Topic was automatically imported from the old Question2Answer platform.
Asked By
joh78-boys
Hello,
I am new to game development but have had prior experience with programs such as Processing and using games made with the software to change it up for practice on coding.
Currently, I am trying to make a game where the maps will have square tiles that are interactive, and the basic thing I need to resolve is making reproducible tiles where the player clicks on a specific tile(say the tile/sprite is black and all the others are white) and then when it clicks on another tile that is not the same as the one it clicked on(such as a tile that is white) it turns that tile black and the one that was previously black, white.
I also wanted to know if I could incorporate these properties into a tilemap so I can get that reproducible and easy placement property for the tiles on a scene.

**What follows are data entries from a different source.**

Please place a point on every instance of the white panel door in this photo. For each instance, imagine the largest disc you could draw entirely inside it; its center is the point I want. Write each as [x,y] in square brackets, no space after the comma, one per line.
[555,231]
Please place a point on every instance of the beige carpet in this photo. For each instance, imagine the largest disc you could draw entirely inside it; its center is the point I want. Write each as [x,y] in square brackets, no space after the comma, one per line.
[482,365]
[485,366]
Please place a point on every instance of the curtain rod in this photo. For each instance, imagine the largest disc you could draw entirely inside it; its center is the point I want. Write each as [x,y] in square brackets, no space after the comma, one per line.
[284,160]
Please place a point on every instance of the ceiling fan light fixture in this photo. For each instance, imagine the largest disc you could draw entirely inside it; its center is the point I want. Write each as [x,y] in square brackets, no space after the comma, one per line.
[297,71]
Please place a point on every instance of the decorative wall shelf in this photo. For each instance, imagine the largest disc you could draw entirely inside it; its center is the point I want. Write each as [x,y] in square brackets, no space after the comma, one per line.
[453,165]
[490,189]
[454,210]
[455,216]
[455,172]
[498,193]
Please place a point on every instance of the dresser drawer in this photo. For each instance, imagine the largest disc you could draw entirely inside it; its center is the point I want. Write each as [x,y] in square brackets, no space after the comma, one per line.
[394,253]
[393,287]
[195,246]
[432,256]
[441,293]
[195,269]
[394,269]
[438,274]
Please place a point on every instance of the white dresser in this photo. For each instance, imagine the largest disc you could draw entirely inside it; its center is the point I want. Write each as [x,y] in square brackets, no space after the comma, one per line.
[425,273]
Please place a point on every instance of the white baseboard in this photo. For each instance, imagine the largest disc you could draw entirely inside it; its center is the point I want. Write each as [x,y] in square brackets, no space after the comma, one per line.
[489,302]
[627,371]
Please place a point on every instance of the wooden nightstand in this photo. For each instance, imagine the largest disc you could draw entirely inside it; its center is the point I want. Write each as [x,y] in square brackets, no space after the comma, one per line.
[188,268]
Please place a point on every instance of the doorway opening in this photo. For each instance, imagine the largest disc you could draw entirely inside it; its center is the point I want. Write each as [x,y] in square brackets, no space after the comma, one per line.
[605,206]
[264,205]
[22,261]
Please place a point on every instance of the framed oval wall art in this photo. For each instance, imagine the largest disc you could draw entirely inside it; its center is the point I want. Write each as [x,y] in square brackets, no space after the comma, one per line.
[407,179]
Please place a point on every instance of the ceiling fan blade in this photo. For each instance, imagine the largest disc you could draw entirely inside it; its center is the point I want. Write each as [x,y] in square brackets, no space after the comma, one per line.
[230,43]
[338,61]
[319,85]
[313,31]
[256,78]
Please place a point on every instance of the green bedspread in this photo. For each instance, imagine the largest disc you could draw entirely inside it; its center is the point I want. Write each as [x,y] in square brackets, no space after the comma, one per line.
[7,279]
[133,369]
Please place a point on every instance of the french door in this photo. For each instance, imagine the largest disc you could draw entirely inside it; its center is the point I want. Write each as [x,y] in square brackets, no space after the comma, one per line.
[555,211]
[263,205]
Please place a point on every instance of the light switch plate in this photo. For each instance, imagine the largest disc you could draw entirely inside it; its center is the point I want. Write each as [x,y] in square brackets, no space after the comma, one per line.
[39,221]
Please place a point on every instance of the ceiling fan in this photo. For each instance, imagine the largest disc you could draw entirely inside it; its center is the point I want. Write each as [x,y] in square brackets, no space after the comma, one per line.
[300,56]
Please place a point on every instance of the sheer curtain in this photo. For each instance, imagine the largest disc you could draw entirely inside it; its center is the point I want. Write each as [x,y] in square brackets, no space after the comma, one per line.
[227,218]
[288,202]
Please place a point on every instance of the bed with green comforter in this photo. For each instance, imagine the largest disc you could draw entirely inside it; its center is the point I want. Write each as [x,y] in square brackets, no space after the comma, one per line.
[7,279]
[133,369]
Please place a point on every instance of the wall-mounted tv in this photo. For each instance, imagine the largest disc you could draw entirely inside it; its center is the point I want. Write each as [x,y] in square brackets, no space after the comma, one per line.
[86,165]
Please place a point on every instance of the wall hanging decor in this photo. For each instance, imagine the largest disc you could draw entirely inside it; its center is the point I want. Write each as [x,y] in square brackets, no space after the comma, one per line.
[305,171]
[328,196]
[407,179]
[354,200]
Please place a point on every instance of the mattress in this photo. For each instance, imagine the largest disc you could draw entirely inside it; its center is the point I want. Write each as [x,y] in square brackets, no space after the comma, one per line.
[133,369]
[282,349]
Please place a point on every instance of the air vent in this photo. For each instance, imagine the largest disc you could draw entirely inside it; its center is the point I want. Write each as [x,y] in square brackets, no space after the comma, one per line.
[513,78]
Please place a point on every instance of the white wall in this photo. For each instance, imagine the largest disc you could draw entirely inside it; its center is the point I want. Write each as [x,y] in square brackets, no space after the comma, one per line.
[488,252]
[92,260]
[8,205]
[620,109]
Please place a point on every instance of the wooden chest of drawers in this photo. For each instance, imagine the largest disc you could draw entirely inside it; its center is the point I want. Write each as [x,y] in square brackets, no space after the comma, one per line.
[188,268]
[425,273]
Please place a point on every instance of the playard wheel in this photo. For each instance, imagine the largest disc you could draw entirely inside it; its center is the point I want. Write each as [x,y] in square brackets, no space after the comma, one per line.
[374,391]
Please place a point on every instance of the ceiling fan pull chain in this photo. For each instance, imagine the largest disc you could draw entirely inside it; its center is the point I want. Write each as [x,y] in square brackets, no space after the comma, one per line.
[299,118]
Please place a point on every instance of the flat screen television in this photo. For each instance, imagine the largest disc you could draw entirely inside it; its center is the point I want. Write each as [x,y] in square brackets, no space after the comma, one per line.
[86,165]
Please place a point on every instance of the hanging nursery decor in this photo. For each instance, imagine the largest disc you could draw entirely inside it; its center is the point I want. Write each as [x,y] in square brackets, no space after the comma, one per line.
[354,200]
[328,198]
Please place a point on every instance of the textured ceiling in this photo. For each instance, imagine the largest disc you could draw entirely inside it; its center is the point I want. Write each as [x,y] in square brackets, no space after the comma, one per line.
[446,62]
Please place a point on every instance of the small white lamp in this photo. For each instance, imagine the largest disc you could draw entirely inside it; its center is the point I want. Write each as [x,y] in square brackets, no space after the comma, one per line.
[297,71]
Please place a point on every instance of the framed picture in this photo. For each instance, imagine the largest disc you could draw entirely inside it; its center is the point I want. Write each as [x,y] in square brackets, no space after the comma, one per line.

You can modify tiles in a TileMap, but each tile doesn’t have more information than their ID. So if you want cells to change, you can set a different tile ID.
Here is an example of how you can interact:
extends Node
onready var _tilemap : TileMap = get_node("Tilemap")
func _input(event):
if event is InputEventMouseButton:
if event.button_index == BUTTON_LEFT:
if event.pressed:
# Get which tile is under the mouse
var mouse_pos = _tilemap.get_local_mouse_position()
var cell_pos = _tilemap.world_to_map(mouse_pos)
var tile_id = _tilemap.get_cellv(cell_pos)
var tile_name = _tilemap.tile_set.tile_get_name(tile_id)
# Do stuff according to the above
if tile_name == "white":
# For example, turn the tile into a black tile when clicked
var black_tile_id = _tilemap.tile_set.find_tile_by_name("black")
_tilemap.set_cellv(cell_pos, black_tile_id)
For more complex behavior, usually people go around that by overlaying actual nodes over their tilemap (sprites, particles…) or storing extra states in a dictionary indexed by tile position.